There have been three key changes to the Goods and Services Tax (“GST”) in Singapore as of 1 January 2019.
The three changes are in relation to:
- Customer Accounting;
- Hand Carried Exports Scheme (HCES); and
- GST Registration Rules
Customer Accounting
For the sale of prescribed goods:
- GST-registered customers will have to account for the GST on the local sale of prescribed goods. These goods include items such Mobile Phone, memory cards and off the shelf software which exceeds an amount of SGD $10,000 including GST.
- The supplier must indicate what the customer’s GST registration is on their tax invoice documents. Therefore they will have to declare the following, for example:
“Sale has been made under customer accounting. Customer is to account for GST of $ (Amount)”
This statement must be declared on the tax invoice itself.
For the customer, the GST exclusive price and the amount of GST Incurred should be reflected in the invoice.
Hand-Carried Exports Scheme (HCES)
As of 1 January 2019, additional evidence must be presented for zero-rating of goods which are carried though Changi Airport.
The Documents that must be provided now include the following:
- Copies of the invoices issued to overseas customers for goods that are sold.
- Export permits containing original endorsements from the Singapore Customs.
- Evidence of payments which are made to an overseas customer refunding any prior collected GST.

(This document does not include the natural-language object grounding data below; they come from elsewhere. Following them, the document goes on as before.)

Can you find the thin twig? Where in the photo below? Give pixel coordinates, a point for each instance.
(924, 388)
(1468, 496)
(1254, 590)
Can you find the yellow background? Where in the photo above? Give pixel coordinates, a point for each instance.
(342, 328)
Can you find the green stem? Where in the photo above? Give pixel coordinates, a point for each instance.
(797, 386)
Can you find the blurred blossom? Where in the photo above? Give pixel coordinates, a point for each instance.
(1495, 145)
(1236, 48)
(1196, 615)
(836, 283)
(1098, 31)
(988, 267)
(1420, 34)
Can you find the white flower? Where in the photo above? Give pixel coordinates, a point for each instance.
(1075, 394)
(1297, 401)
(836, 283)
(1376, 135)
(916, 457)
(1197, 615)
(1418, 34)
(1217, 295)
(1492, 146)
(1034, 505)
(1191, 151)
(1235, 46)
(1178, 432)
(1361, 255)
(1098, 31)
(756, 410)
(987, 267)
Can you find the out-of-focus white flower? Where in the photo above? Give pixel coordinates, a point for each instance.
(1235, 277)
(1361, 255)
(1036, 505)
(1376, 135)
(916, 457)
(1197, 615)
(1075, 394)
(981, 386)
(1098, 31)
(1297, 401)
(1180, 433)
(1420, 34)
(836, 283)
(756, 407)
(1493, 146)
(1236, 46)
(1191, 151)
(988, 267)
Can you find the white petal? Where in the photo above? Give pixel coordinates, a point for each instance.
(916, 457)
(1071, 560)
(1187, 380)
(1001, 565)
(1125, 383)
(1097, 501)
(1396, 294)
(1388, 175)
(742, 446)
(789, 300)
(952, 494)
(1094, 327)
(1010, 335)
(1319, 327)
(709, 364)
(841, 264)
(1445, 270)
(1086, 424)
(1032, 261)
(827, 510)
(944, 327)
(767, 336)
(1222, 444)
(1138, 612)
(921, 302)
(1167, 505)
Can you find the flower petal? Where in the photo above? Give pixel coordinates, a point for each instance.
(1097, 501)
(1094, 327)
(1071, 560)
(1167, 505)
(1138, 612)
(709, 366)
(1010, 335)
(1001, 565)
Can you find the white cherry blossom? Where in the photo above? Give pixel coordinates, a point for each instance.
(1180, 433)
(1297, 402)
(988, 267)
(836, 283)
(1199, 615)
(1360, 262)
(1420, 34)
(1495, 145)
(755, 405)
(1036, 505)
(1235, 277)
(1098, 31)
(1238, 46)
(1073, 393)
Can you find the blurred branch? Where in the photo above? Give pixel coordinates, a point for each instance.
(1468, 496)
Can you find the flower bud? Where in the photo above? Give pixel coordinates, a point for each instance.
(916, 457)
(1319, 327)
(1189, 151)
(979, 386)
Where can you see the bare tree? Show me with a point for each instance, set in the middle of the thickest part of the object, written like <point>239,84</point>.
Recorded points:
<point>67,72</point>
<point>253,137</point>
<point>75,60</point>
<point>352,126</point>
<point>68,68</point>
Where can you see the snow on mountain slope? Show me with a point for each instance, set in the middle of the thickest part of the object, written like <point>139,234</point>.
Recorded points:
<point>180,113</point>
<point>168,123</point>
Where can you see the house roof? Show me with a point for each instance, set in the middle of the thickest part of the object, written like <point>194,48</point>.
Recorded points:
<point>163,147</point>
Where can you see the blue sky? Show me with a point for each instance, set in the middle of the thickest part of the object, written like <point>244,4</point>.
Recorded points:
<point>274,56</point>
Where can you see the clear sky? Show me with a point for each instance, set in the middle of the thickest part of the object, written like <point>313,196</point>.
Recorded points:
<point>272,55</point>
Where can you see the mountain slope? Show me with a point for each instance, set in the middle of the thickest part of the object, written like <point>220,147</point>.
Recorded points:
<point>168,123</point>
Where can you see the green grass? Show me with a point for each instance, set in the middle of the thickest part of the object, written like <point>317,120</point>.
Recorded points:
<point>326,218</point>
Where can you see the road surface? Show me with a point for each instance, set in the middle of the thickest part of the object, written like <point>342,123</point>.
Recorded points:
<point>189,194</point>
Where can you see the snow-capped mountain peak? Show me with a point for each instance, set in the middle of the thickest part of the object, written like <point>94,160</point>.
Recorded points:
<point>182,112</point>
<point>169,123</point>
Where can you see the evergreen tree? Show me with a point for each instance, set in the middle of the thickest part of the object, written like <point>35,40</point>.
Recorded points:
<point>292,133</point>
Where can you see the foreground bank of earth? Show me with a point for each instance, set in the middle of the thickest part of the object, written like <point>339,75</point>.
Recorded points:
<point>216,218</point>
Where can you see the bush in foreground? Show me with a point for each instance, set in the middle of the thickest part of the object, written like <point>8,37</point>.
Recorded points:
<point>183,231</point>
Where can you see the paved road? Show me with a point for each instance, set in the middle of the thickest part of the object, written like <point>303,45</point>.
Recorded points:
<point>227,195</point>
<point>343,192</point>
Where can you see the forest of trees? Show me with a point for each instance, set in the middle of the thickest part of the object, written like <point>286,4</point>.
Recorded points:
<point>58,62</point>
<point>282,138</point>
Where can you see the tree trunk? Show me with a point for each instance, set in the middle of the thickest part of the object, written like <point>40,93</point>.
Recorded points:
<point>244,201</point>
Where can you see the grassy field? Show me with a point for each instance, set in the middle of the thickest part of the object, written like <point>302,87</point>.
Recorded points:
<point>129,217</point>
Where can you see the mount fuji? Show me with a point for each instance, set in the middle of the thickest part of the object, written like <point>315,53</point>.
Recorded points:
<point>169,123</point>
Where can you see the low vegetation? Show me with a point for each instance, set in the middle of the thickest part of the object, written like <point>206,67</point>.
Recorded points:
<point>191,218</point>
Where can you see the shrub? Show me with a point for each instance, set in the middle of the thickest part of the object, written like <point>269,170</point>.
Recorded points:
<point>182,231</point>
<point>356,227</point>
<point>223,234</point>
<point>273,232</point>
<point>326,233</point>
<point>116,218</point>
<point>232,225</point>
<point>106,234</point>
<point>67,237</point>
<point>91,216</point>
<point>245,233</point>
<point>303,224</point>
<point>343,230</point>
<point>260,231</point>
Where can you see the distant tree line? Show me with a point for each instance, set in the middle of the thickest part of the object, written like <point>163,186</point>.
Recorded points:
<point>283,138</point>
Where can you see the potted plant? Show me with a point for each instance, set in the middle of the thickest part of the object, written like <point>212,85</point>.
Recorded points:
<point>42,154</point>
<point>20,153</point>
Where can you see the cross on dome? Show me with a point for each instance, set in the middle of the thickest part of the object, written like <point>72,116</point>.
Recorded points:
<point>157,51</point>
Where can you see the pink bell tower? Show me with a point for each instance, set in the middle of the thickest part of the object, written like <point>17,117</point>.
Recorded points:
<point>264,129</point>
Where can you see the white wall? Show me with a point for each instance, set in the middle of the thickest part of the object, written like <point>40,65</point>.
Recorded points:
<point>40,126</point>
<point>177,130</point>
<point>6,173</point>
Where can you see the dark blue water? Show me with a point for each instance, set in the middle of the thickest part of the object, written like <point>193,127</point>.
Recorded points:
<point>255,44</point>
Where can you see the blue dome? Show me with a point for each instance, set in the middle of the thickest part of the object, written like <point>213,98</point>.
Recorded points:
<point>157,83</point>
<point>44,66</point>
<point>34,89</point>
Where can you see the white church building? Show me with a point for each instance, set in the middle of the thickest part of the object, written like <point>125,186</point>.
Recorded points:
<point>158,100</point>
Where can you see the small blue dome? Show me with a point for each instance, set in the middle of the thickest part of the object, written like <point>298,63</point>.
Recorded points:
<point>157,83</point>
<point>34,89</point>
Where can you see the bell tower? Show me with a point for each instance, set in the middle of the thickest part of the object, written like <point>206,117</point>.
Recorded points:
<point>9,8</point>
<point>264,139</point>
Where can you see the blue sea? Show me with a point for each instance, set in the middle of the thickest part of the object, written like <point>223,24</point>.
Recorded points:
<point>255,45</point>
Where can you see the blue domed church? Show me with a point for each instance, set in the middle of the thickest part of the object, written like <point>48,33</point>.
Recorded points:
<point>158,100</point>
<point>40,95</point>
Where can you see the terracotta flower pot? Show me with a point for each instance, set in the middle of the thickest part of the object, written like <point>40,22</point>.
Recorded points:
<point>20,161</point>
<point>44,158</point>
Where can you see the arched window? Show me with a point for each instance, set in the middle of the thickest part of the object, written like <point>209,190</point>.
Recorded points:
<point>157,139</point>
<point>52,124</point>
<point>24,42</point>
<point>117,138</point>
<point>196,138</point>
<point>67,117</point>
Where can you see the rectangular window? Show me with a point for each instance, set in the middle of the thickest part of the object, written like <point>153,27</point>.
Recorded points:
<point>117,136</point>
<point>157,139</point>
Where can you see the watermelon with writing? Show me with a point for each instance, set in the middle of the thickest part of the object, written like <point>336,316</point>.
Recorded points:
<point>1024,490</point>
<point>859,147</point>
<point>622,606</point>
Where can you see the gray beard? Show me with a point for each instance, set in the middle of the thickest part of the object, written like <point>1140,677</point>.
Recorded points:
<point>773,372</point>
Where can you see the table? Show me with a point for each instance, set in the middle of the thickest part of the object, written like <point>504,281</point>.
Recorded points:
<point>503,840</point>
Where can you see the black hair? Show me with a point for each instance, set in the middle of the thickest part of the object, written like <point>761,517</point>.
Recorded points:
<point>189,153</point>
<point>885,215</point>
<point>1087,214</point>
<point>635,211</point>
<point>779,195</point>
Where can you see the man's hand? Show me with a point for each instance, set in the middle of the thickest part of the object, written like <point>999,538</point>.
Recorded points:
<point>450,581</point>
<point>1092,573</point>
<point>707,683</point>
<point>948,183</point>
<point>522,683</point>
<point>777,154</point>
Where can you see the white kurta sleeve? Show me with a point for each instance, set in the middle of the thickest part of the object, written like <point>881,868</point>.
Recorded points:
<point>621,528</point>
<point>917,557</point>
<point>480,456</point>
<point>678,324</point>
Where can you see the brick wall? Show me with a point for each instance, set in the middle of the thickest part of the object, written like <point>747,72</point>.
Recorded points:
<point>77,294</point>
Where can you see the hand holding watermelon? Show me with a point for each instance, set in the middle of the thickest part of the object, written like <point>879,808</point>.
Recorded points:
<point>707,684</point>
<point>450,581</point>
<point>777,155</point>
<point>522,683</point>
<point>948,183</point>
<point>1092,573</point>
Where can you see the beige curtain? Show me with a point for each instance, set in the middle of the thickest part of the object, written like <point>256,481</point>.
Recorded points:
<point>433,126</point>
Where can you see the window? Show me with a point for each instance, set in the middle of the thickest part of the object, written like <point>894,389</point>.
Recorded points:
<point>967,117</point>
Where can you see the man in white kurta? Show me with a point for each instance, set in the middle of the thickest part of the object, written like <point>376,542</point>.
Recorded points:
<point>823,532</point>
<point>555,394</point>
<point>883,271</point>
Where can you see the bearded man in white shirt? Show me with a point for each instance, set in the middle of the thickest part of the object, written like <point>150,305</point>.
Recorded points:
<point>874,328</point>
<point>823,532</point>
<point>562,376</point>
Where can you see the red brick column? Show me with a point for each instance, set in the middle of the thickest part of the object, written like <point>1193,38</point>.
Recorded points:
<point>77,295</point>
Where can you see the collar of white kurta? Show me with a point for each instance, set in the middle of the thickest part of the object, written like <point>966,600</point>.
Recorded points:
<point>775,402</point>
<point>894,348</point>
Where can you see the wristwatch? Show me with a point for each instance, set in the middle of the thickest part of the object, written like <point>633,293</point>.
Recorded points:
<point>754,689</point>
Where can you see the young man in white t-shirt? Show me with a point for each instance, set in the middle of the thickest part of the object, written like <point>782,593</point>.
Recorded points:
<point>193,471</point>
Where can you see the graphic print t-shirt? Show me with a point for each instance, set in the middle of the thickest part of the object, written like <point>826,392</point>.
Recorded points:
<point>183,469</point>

- Evidence that payments have been received from the overseas customer (This is a new, additional requirement for GST as of 1 January 2019).
GST Registration Rules
With effect from 1 Jan 2019, Businesses need not monitor their turnover or revenue every quarter anymore.
IRAS has changed the way they determine mandatory GST registration.
Businesses are only required to determine their taxable revenue or turnover at the end of a calendar year and if it is more than SGD1 million. Then they will be required to register for GST registration.